Not only are fiber optics inexpensive when compared to other data transmission means, they also boast exceptional technical features and characteristics, such as a decreased, smooth attenuation over a larger frequency area, which in turn enables the transmission of significant amounts of data at a very high speed. In addition, fiber optics are impervious to electromagnetic disturbances and interferences, thus ensuring unrivaled levels of reliability and stability.
In fiber optic networks, lasers transform the electrical signals emitted by communication devices into optical signals. Fiber optics then transmit this data at the speed of light. In addition to being robust and reliable, fiber optic data transmission systems offer the best performance to date.
Various fiber optic network architectures (FTTx):
FTTx (Fiber to the x) is a generic term that includes all types of wideband network architectures (very-high-speed data transmission) that use fiber optics. These architectures provide for a closer connection between the fiber optic network and the user. This way, it is possible to increase the quality and speed of the service.

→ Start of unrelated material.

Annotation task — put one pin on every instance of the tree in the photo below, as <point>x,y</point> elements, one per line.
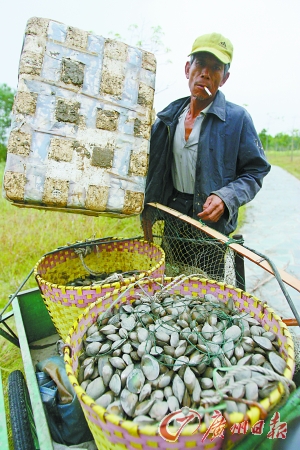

There are many FTTx-type configurations, where “x” stands for the location where the fiber ends.
- FTTH (fiber-to-the-home): the fiber optic reaches the inside of residences.

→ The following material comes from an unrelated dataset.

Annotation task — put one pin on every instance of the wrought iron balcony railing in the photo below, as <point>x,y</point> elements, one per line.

- FTTB (fiber-to-the-building, -business, or -basement): the fiber optic reaches the inside of buildings (e.g. the basement of an apartment or commercial building).

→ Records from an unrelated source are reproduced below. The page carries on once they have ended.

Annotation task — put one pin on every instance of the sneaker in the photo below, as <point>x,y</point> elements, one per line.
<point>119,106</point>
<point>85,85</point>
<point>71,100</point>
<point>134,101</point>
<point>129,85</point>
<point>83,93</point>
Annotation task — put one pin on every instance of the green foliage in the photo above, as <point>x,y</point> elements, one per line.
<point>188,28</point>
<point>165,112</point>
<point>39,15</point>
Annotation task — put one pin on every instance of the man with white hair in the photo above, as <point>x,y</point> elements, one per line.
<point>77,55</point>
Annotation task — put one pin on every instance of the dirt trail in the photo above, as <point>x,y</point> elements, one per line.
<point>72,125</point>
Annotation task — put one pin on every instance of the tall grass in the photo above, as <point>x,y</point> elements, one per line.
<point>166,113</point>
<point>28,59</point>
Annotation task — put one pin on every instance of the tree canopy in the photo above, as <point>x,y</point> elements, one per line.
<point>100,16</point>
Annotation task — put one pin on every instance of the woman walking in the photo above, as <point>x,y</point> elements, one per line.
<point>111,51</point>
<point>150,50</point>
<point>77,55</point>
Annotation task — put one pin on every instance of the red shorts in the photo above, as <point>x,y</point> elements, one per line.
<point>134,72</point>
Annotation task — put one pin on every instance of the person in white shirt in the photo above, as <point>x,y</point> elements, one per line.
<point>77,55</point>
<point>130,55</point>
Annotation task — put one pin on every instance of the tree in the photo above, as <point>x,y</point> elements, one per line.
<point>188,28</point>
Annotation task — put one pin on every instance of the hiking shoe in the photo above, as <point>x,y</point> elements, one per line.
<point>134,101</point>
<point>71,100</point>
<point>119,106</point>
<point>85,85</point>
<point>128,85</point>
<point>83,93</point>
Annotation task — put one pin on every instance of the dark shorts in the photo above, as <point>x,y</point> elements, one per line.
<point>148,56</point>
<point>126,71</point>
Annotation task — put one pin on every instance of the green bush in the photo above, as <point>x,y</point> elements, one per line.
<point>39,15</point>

- FTTN (fiber-to-the-node, -neighborhood, or -last-amplifier): the fiber optic ends in an exterior box located in the clients’ neighborhood (generally, over 300 meters away) and its end connections are made of copper. FTTN networks are often installed as a temporary solution prior to the installation of a complete FTTH (fiber-to-the-home) network.
- FTTC (fiber-to-the-curb, -closet, or -cabinet): its architecture is similar to that of an FTTN network, but the FTTC network’s outdoor box is located closer to clients (generally, less than 300 meters away).